Peter Morici: Silicon Valley Bank’s failure is no reason for stricter bank regulation
Silicon Valley Bank’s failure rattled confidence in small- and mid-sized banks across the U.S. and once again ignited cries to more tightly regulate banks.
That’s wrong-headed. We need to step back and examine how non-money center banks, which are essentially depositories, get into trouble and better apply the tools we have.
Ever since 17th century London goldsmiths invented modern banking by taking deposits of gold and sovereign coins and making loans by issuing transferrable notes, banks have provided a safer place to keep money than at home and more convenient methods for commercial transactions.
SVB catered to the needs of startup companies, their employees and founders with service and products specific to their needs. Reflecting the community’s values, SVB financed affordable housing, minority businesses and green energy projects.
These were not incompetent bankers. They had a solid loan book because they knew their community. Witness the considerable interest in purchasing SVB’s loan book by Apollo, Blackstone and others in the wake of its collapse.
Promising startups often attract funding in large bursts — initial seed capital and then cycles of private share sales — and deposit considerable sums at banks to cover expenses as they develop. They don’t borrow a lot relative to those deposits.
Consequently, at the end of 2022, SVB had just 35% of its assets invested in loans and more than half in U.S. Treasury and government-agency bonds.
During the tech boom of 2020 and 2021, interest rates were low and deposits rushed into the bank, but SVB purchased too many long-dated securities. After inflation accelerated and the Federal Reserve raised interest rates in 2022, the immediate resale value — as opposed to the par value — of those securities fell.
As stock prices fell in 2022, venture capital became scarcer and startups withdrew deposits from SVB to meet payroll and other expenses. As deposits fell, the situation was manageable but earlier this year withdrawals accelerated. SVB had to sell too many Treasury and agency securities below par and took losses.
On March 8, SVB announced a new stock offering to raise cash but on March 9, bank stocks had their worst day in almost three years. SVB stock lost 60% of its value. Peter Thiel’s Founders Fund and other venture capital funds advised their portfolio companies — the startups — to move their money, and the run on the bank became a torrent. This was hardly surprising because 94% of SVBs deposits exceeded the $250,000 cap. SVB tried to raise funds to accommodate the requests, but failed.
What was lacking to rescue SVB was a Federal Reserve facility to lend against SVB’s money-good Treasury and agency securities at par.

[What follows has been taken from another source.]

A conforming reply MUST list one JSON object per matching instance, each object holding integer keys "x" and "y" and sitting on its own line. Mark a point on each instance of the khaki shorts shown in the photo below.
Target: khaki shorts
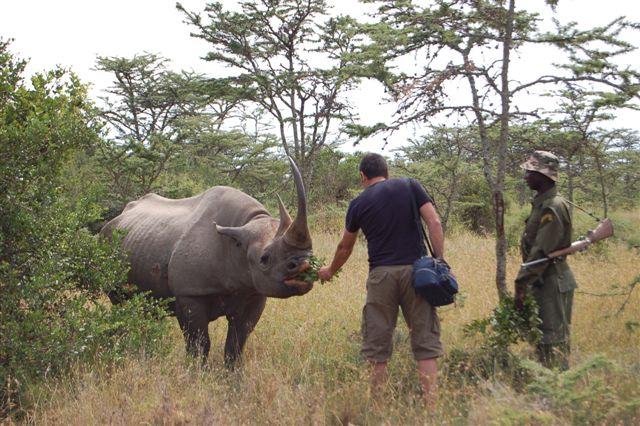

Closing the barn door after the cow escaped, the U.S. Treasury subsequently announced deposits above $250,000 at SVB and Signature Bank, which also failed, would be honored. The Fed established a one-year lending facility against Treasury and agency securities at par.
Had those steps been taken just four days earlier, SVB might have survived.
What’s needed is to remove the ceiling on deposit insurance for all banks and a Fed lending facility against the face value of good securities renewable for more than one year.
The moral hazard problem has two sides — the motivations of depositors and behavior of banks.
A depositor with $2 million in retirement savings, for example, should not have to check the bank’s balance sheet to safely deposit $500,000. And where should a business put its payroll account — spread over hundreds of banks to get the necessary insurance coverage?
Since 2006, Federal Deposit Insurance has been risk based, with premiums set according to the quality of assets on bank balance sheets.
If the FDIC properly sets rates — and bank examiners are diligent in their duties — it becomes like fire insurance. Covering risks over $250,000 creates moral hazard no more than insuring deposits below that arbitrary limit.
The banking system needs better-trained bank examiners — a competent official would have seen that SVB was overloaded with long-dated Treasurys. The bank’s Form 10-K reported that just $26 billion of its $120 billion in investment securities were marketable at par.
That was a fatal investment choice and SVB management should have been replaced, but letting the bank fail was a tragedy.
SVB made good loans based on its knowledge of the startup community. First Citizens Bancshares a North Carolina-based bank, is acquiring SVB’s banking functions but is likely to face difficulty replicating its service.
Peter Morici is an economist and emeritus business professor at the University of Maryland.